Review | Songlines

The First Album

Rating: ★★★

View album and artist details

Album and Artist Details

Funky Rob Way

Artist/band:

ROB

Label:

Analog Africa

Aug/Sep/2011

Artist/band:

Orchestre Poly-Rythmo

Label:

Analog Africa

Aug/Sep/2011

The first two releases in Analog Africa’s new ‘limited dance edition’ series move on from the label’s splendid compilation releases, showcasing the 1970s sounds of West Africa, to concentrate on original albums by single artists who have already had an impact on the label. Benin’s Orchestre Poly-Rythmo – who recently recorded their first new album in 20 years – have featured extensively in the label’s previous releases, which include a collection of lo-fi recordings produced for various Benin labels and a set recorded at the EMI studios in Lagos. Now we get their debut vinyl LP from 1973, digitally remastered and sounding as fresh and funky as the day it was minted. Led by the singer Vincent Aheheinnou, the band’s four elongated tracks here bear the firm influence of Fela Kuti (just over the border in Nigeria), as they cook up a simmering brew of vintage Afro-beat rhythms, the slippery guitars, rolling organ and riffing horns spiced with vocals not based in Fela’s pidgin style but in the sing-song quality of local voodoo chants.

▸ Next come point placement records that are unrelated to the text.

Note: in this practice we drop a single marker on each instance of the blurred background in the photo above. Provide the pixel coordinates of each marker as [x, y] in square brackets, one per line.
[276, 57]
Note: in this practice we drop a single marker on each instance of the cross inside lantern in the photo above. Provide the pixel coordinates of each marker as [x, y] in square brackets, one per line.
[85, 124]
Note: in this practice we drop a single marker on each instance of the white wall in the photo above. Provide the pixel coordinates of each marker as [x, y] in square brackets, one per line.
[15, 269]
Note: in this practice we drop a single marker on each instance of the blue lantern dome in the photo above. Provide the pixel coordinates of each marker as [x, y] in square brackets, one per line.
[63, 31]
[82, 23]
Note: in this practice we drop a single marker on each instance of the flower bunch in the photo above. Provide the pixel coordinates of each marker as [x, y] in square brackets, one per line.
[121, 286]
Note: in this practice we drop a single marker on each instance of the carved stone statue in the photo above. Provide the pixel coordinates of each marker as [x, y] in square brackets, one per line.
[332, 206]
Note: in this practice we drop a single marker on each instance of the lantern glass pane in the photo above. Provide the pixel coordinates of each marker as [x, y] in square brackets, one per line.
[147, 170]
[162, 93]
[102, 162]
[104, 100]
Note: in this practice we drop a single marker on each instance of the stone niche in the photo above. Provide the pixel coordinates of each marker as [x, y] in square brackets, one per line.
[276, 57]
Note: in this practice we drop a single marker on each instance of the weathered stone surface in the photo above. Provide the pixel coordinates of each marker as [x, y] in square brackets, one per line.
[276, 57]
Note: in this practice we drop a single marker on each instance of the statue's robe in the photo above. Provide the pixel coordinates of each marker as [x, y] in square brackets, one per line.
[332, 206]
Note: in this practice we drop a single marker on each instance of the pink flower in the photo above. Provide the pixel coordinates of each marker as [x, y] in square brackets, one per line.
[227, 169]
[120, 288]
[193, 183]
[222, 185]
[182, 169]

Rob ‘Roy’ Raindorf (whom we were introduced to last year on the compilation Afro-Beat Airways – West African Shock Waves) gigged for a while in Benin with Orchestre Poly-Rythmo before returning in 1977 to his homeland of Ghana, where he recruited the army band Mag-2 (made up mostly of former members of the highlife group the Parrots) to back him on his debut album. Led by guitarist Amponsah Rockson, the band’s sound on Funky Rob Way is far more sophisticated than the Poly-Rythmo recordings of four years earlier. Raindorf himself sings in a style heavily influenced by black American soul singers such as Otis Redding and James Brown, while the Afro-beat rhythms show the influence of the first wave of 70s disco acts on tracks such as ‘Boogie On’.